Take the intriguing first test in this Ashes series, for instance. The history books will show that Australia won and they won well; a ten-wicket victory is about as good as it gets in cricket.

But that misses the key context of this game. At the halfway stage, Australia were just 26 runs ahead – and they would have to bat last on a wearing pitch. It was very much game on.

Unfortunately, the second half of the match was all Australia, with England’s common frailties Down Under once again ruthlessly exposed by the green caps. The Three Lions capitulated to 17-2 and then 113-5 as a series of loose shots – and some fine bowling from Josh Hazlewood and Nathan Lyon – condemned them to a paltry second innings total of 195.

The Great Headbutt Mystery

It was around this time that ‘Headbuttgate’, the apparent greeting England’s Jonny Bairstow had given Aussie Cameron Bancroft prior to the series started, came to pass. Why the revelations came out at this particular time is anybody’s guess, although a mischievous Australian media surely had some part to play in it.

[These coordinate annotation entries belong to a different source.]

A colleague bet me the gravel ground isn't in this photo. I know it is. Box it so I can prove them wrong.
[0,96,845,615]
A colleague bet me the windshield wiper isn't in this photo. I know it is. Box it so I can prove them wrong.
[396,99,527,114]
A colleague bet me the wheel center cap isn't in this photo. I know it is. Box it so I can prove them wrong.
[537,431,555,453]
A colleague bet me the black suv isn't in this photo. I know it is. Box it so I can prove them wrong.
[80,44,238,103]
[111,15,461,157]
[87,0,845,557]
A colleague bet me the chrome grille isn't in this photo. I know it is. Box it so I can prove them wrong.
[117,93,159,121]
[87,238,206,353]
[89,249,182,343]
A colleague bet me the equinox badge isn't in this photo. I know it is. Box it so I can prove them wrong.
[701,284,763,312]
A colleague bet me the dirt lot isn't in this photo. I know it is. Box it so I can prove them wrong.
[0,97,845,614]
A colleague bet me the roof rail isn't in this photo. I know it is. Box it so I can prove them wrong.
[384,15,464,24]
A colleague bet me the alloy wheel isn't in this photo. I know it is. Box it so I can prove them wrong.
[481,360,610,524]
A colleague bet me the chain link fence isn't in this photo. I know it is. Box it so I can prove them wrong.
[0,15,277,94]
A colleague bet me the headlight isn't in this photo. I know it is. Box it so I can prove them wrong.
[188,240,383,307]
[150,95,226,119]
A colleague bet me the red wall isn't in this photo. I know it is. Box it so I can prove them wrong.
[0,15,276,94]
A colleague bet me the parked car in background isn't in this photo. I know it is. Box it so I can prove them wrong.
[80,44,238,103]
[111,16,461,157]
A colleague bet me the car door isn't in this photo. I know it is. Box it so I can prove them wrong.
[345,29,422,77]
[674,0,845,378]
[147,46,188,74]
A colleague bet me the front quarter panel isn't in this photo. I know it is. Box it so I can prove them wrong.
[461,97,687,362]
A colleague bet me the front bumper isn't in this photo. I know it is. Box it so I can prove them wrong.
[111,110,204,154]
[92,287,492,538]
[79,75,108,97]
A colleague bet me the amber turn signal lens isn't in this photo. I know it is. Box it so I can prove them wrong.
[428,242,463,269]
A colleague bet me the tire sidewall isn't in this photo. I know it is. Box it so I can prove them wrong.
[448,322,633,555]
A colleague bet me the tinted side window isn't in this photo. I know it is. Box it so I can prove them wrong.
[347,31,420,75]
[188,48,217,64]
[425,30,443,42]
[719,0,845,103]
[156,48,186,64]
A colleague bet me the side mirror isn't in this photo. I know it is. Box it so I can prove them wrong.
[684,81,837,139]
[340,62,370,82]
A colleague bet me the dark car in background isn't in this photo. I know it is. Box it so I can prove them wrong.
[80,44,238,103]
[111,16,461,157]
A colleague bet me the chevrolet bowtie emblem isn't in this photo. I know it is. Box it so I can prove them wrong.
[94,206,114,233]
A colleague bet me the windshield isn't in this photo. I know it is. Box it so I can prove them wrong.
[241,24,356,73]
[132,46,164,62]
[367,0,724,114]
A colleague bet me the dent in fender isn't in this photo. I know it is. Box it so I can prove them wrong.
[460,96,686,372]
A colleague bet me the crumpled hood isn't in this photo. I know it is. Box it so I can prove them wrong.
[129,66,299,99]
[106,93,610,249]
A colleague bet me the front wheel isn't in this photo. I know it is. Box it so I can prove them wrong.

Bairstow was hauled up in front of a baying press conference, the ECB’s Andrew Strauss was forced to make a rudimentary apology before tearing into the England players so unnecessarily publicly, and stump microphones picked up some fruity exchanges between the players as Australia completed the easiest of victories.

What made matters worse was that Bancroft and his captain, Steve Smith, guffawed their way through a post-match press conference as the former confirmed that the situation had been blown completely out of proportion.

That, allied to the ongoing criminal investigations pending in the name of star player Ben Stokes, have once again left England flailing Down Under.

But here’s the thing: Joe Root’s men were well in the game for the first half, and but for a few isolated moments that could have gone been avoided – James Vince’s run out in the first innings, Moeen Ali’s controversial stumping in the second (plus Root’s failure to convert a 50 into 100 once again – the match was finely balanced.

We head to Adelaide for the second test, and this will be the first day/night encounter in Ashes history. This is a format that will play into England’s hands – the ball will swing more prodigiously as it retains its shine courtesy of the dewy ground, and so they have every reason to be confident heading into Saturday.

But the big question is can they level the series?

The Verdict

The AshesThe last time Adelaide hosted a day/nighter was in November 2015, when New Zealand were the visitors.

The Aussies certainly did not have things their own way, eventually getting over the line by three wickets but not before the Kiwis had given them a good old scare.

In that test Australia scored 224 and 187/7 – compared to 559 and 385 in the match prior, which suggests their batsmen struggled with the change in conditions.

England, meanwhile, have only ever played one day/night test. In it they absolutely destroyed the West Indies by a innings and 209 runs, and that came in a series that was all-together closer than that scoreline suggests.

The key was that they took 19 Windies wickets in a single day as Stuart Broad and Jimmy Anderson came to the party with the ball nipping around.

And that could be the key narrative ahead of this second Ashes test; Broad and Anderson will be buoyed by working with a manoeuvrable ball, and the Aussies – not completely au fait with genuine swing – may struggle to combat the conditions.

Of course, there are many other factors that go into determining the outcome of a test match, and England’s batsmen need to do much better than they did in the second innings in Brisbane, but this could be England’s best chance of winning a match Down Under.

The bookmakers’ odds of 11/4 on that eventuality happening are fair given the drubbing of the first test, but they also don’t reflect England’s enhanced chances in day/night conditions. Back the Three Lions to level the series in Adelaide.